El inquilino de la Casa Blanca no ha tenido empacho alguno por exhibir su ansiedad para retomar su actividad proselitista; ya fueron anunciados actos multitudinarios, pero no han sido especificadas las estrategias de prevención sanitaria para evitar exponer a sus simpatizantes a potenciales contagios multitudinarios en medio de una pandemia que está a la espera de incautos o irresponsables.
En México faltan 355 días exactos para acudir a la urnas y votar en las elecciones intermedias para renovar las posiciones del Congreso de la Unión, así como quince gubernaturas.
Legalmente, el proceso electoral deberá iniciar hasta septiembre próximo, sin embargo, en los hechos, éste ya arrancó con un presidente que ha desplazado todas las recomendaciones científicas y, en medio del punto más peligroso de la pandemia, ha comenzado a visitar diferentes estados marcados como zonas de muy alto riesgo sanitario, Puebla es el mejor ejemplo.

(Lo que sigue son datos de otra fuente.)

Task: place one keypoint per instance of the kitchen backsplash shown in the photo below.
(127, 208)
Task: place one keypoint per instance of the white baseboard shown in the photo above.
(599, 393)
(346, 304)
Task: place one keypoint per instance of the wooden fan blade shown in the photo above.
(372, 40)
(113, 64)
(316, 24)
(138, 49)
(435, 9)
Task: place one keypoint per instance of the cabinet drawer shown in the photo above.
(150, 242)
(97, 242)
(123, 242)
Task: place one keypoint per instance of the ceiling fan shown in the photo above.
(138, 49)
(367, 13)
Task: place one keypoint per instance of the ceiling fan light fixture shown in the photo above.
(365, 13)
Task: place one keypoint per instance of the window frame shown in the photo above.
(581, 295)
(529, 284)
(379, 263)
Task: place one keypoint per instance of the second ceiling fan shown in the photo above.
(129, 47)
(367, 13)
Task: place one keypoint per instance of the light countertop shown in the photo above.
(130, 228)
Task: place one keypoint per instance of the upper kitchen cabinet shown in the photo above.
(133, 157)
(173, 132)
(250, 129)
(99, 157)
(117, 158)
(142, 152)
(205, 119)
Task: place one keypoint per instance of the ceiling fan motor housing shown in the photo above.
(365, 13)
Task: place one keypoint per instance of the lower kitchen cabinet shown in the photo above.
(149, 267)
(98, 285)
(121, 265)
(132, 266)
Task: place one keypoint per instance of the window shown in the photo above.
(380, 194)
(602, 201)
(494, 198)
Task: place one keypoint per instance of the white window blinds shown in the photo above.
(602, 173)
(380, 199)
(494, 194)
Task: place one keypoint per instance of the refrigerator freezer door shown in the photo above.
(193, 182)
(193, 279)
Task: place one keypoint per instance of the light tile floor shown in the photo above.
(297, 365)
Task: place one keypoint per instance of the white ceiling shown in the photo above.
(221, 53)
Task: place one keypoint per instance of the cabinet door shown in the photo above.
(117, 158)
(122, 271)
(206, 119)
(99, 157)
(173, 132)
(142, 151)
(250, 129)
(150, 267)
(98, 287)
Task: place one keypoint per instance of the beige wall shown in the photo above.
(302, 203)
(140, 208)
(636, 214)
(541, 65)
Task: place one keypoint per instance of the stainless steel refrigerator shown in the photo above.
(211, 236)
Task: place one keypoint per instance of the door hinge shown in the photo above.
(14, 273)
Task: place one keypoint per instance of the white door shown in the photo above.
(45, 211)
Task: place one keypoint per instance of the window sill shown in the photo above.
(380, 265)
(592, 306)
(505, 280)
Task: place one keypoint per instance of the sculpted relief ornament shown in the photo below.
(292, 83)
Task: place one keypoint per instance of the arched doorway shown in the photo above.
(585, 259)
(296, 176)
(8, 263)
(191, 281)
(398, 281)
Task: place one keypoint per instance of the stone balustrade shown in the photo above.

Ellos están en lo suyo, en la búsqueda del poder. Desde esa lógica, se moverán sin recato a fin de garantizar sus proyectos políticos.
Nosotros, educados en un sistema de gobierno paternalista, estamos esperando las señales de una “autoridad” atrapada entre la ignorancia, la incapacidad, la división y las buenas intenciones que se han quedado sólo en eso.
Nosotros, en esta tormenta de muertos, infectados, asintomáticos y rebrotes, estamos únicamente sujetos al madero de nuestro sentido común, de nuestros instintos y de nuestra inteligencia emocional.
El reto que tenemos enfrente es sobreponernos a una pandemia sin control y a un sistema que se aferra a los viejos esquemas de manipulación de masas para seguir ostentando el poder.
El dilema, tarde o temprano, alguien tendrá que cargar irremediablemente con el costo de las enormes pérdidas que nos dejará el coronavirus.
Esos serán los de la clase gobernante, ellos lo saben bien y por eso necesitan, les urge, aprovechar hasta el último minuto de sus posiciones.
Ellos ya ignoran públicamente a la enfermedad y van sin pudor por más poder.
Nosotros, distraídos y confundidos, tendremos que intentar salir adelante de estas dos lacras: la pandemia del coronavirus y la ambición.
Así las cosas, resulta urgente espabilarnos y comprender que nuevamente, estamos por nuestra cuenta.